A non-indexing subject variable can take values of character literals (for example, names) or numerals (for example, ZIP code or a person’s weight). This section illustrates how to monitor functions of random-effects parameters in these situations.
Suppose you have unsorted character literals as the subject variable:
data a; input students$ @@; datalines; smith john john mary kay smith lizzy ben ben dylan ben toby abby mary kay kay lizzy ben dylan mary ;
A statement such as following does not work anymore because a character variable cannot be used as an array index:
p[students] = logistic(u);
In this situation, you usually need to do two things: (1) find out the number of unique values in the subject variable, and
(2) create a numeric index variable that replaces the students
array index. You can use the following statements to do the first task:
proc sql noprint; select count(distinct(students)) into :nuniq from a; quit; %put &nuniq;
The PROC SQL call counts the distinct values in the students
variable and saves the count to the macro variable &nuniq
. The macro variable is used later to specify the element size of the p
array. In this example, the a
data set contains 20 observations and 9 unique elements (the value of &nuinq
).
The following statements create an Index
variable in the a
data set that is in the order by which the students
names appear in the data set:
proc freq data=a order=data noprint; tables students / out=_f(keep=students); run; proc print data=_f; run; data a(drop=n); set a; do i = 1 to nobs until(students=n); set _f(keep=students rename=(students=n)) point=i nobs=nobs; Index = i; end; run; proc print data=a; run;
The PROC FREQ call identifies the unique students
names and saves them to the _f
data set, which is displayed in Figure 73.24.

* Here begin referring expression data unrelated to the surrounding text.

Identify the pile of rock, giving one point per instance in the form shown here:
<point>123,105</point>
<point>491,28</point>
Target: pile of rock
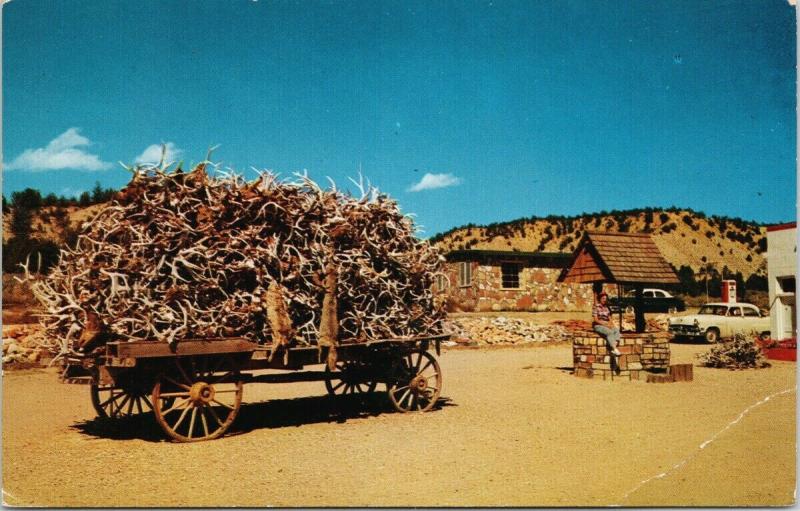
<point>503,330</point>
<point>22,345</point>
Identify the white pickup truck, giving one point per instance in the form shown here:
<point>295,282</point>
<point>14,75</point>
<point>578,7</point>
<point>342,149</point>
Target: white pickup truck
<point>715,321</point>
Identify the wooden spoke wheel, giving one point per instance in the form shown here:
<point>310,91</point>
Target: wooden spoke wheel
<point>353,379</point>
<point>112,402</point>
<point>198,398</point>
<point>416,382</point>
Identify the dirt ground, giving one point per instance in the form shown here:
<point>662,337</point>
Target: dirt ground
<point>515,429</point>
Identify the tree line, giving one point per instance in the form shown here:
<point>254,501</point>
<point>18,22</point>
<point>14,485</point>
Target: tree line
<point>23,245</point>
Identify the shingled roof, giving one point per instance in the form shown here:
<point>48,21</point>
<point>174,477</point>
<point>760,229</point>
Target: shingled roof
<point>623,258</point>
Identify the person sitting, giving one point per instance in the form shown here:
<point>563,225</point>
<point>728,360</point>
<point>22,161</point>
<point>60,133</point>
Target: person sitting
<point>601,322</point>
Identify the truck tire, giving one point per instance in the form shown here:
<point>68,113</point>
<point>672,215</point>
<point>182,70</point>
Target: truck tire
<point>712,335</point>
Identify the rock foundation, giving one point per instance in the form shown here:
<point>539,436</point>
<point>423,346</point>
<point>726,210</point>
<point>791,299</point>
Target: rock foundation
<point>640,352</point>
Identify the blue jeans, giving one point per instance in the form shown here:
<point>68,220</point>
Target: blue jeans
<point>612,335</point>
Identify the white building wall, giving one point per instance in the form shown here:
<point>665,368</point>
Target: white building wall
<point>781,263</point>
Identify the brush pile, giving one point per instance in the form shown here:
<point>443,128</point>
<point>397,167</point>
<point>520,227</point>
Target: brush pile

Figure 73.24: Unique Names in the Variable Students
The DATA step steps through the a
data set and creates an Index
variable to match the order in which the students
names appear in the data set. The new a
data set^{[36]} is displayed in Figure 73.25.
Figure 73.25: New Index
Variable in the a
Data Set
Student smith
is the first subject, and his Index
value is one. The same student appears again in the sixth observation, which is given the same Index
value. Now, this Index
variable can be used to index the p
array, in a similar fashion as demonstrated in previous programs:
data _f; set _f; subj = compress('p_'||students); run; proc sql noprint; select subj into :pnames separated by ' ' from _f; quit; %put &pnames; proc mcmc data=a monitor=(p) diag=none stats=none outpost=a1 plots=none seed=1; array p[&nuniq] &pnames; random u ~ n(0, sd=1) subject=students; p[index] = logistic(u); model general(0); run; proc print data=a1(obs=3); run;
The first part of the DATA step and the PROC SQL call create array names for the p
array that match the subject names in the students
variable. It is not necessary to include these steps for the PROC MCMC program to work, but it makes the output more readable.

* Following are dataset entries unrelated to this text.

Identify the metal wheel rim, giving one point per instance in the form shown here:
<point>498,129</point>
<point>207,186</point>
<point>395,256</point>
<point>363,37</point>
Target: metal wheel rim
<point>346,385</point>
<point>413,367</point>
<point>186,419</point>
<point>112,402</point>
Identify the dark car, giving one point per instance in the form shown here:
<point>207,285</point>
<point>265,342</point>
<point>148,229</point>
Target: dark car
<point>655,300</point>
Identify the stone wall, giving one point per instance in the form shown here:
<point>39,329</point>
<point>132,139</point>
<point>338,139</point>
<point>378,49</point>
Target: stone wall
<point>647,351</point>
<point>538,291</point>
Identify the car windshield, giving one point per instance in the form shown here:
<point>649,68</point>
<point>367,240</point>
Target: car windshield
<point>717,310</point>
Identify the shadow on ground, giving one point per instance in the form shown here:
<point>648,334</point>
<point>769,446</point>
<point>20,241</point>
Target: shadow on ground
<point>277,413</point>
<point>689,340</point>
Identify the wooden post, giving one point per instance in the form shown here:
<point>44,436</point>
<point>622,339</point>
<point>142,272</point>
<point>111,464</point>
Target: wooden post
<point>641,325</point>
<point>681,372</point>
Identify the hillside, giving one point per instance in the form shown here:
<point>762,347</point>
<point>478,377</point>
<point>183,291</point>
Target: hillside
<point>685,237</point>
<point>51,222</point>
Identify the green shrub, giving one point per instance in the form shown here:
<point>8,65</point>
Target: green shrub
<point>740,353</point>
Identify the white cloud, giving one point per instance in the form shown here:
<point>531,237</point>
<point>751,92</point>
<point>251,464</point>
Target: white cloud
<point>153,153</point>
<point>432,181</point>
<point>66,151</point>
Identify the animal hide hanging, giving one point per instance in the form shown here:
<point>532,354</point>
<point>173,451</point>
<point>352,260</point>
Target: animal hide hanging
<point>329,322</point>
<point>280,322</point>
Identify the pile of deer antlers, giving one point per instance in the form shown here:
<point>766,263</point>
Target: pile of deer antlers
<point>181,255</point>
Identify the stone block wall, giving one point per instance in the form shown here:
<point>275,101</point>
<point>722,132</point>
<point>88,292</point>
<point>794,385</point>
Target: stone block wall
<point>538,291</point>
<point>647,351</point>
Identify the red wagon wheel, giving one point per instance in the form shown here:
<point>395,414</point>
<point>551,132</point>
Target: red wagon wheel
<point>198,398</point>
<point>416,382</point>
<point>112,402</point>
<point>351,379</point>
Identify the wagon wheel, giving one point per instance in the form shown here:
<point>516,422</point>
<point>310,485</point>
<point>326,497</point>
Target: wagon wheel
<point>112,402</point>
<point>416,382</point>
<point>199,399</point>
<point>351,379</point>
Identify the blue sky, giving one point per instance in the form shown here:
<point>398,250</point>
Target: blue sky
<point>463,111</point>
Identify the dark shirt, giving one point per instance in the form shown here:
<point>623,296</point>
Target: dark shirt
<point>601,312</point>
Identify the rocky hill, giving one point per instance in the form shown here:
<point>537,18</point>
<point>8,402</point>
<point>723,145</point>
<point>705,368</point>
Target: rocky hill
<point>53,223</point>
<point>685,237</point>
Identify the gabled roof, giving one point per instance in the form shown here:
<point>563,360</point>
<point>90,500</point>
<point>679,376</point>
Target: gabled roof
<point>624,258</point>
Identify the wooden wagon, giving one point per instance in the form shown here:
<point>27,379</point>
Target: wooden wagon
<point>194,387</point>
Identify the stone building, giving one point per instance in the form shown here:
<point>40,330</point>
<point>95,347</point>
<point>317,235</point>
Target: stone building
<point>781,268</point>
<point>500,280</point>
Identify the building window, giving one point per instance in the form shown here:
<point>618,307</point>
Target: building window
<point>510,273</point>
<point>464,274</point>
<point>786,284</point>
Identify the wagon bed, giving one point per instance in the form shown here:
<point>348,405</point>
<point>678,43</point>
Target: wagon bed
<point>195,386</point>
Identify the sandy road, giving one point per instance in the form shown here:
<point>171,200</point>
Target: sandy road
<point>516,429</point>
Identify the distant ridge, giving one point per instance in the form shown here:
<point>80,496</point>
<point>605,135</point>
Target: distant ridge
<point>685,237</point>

The first DATA step steps through the _f
data set and creates a subj
variable that concatenates the prefix characters p_
with the names of the students
. The PROC SQL calls put all the subj
values to a macro called &pnames
, which looks like the following:
p_smith p_john p_mary p_kay p_lizzy p_ben p_dylan p_toby p_abby
In the PROC MCMC program, the ARRAY
statement defines an p
array with size &nuniq
(9), and use the macro variable &pnames
to name the array elements. The P[INDEX] assignment statement uses the Index
variable to find the correct array element to store the transformation. Figure 73.26 displays the first few observations of the OUTPOST=a1
data set.
Figure 73.26: First Few Observations of the Outpost Data Set
Obs | Iteration | p_smith | p_john | p_mary | p_kay | p_lizzy | p_ben | p_dylan | p_toby | p_abby | u_smith | u_john | u_mary | u_kay | u_lizzy | u_ben | u_dylan | u_toby | u_abby | LogReff | LogLike | LogPost |
---|---|---|---|---|---|---|---|---|---|---|---|---|---|---|---|---|---|---|---|---|---|---|
1 | 1 | 0.5050 | 0.7334 | 0.5375 | 0.5871 | 0.6862 | 0.4944 | 0.5740 | 0.5991 | 0.6812 | 0.0198 | 1.0120 | 0.1504 | 0.3521 | 0.7826 | -0.0225 | 0.2983 | 0.4019 | 0.7595 | -9.5761 | 0 | -9.5761 |
2 | 2 | 0.8678 | 0.5563 | 0.4254 | 0.7260 | 0.5280 | 0.4593 | 0.5797 | 0.5813 | 0.7360 | 1.8819 | 0.2261 | -0.3006 | 0.9742 | 0.1120 | -0.1630 | 0.3213 | 0.3281 | 1.0253 | -11.2370 | 0 | -11.2370 |
3 | 3 | 0.9079 | 0.3351 | 0.6132 | 0.8031 | 0.4735 | 0.3135 | 0.7047 | 0.5273 | 0.6761 | 2.2887 | -0.6854 | 0.4607 | 1.4058 | -0.1060 | -0.7837 | 0.8698 | 0.1092 | 0.7361 | -13.1867 | 0 | -13.1867 |
There are nine random-effects parameters (u_smith
, u_john
, and so on). There are nine elements of the p
array (p_smith
, p_john
, and so on); each is the logit transformation of corresponding u
elements.
You can use the same statements for subject variables that are numeric non-indexing variables. The following statements create
a students
variable that take large numbers that cannot be used as indices to an array. The rest of the program monitors functions of
the effect u
. The output is not displayed here.
data a; call streaminit(1); do i = 1 to 20; students = rand("poisson", 20); output; end; drop i; run; proc sql noprint; select count(distinct(students)) into :nuniq from a; quit; %put &nuniq; proc freq data=a order=data noprint; tables students / out=_f(keep=students); run;
data a(drop=n); set a; do i = 1 to nobs until(students=n); set _f(keep=students rename=(students=n)) point=i nobs=nobs; Index = i; end; run; data _f; set _f; subj = compress('p_'||students); proc sql noprint; select subj into :pnames separated by ' ' from _f; quit; %put &pnames; proc mcmc data=a monitor=(p) diag=none stats=none outpost=a1 plots=none seed=1; array p[&nuniq] &pnames; random u ~ n(0, sd=1) subject=students; p[index] = logistic(u); model general(0); run; proc print data=a1(obs=3); run;
^{[36] }The programming code that creates and adds the Index
variable to the data set a
keeps all variables from the original data set and does not discard them.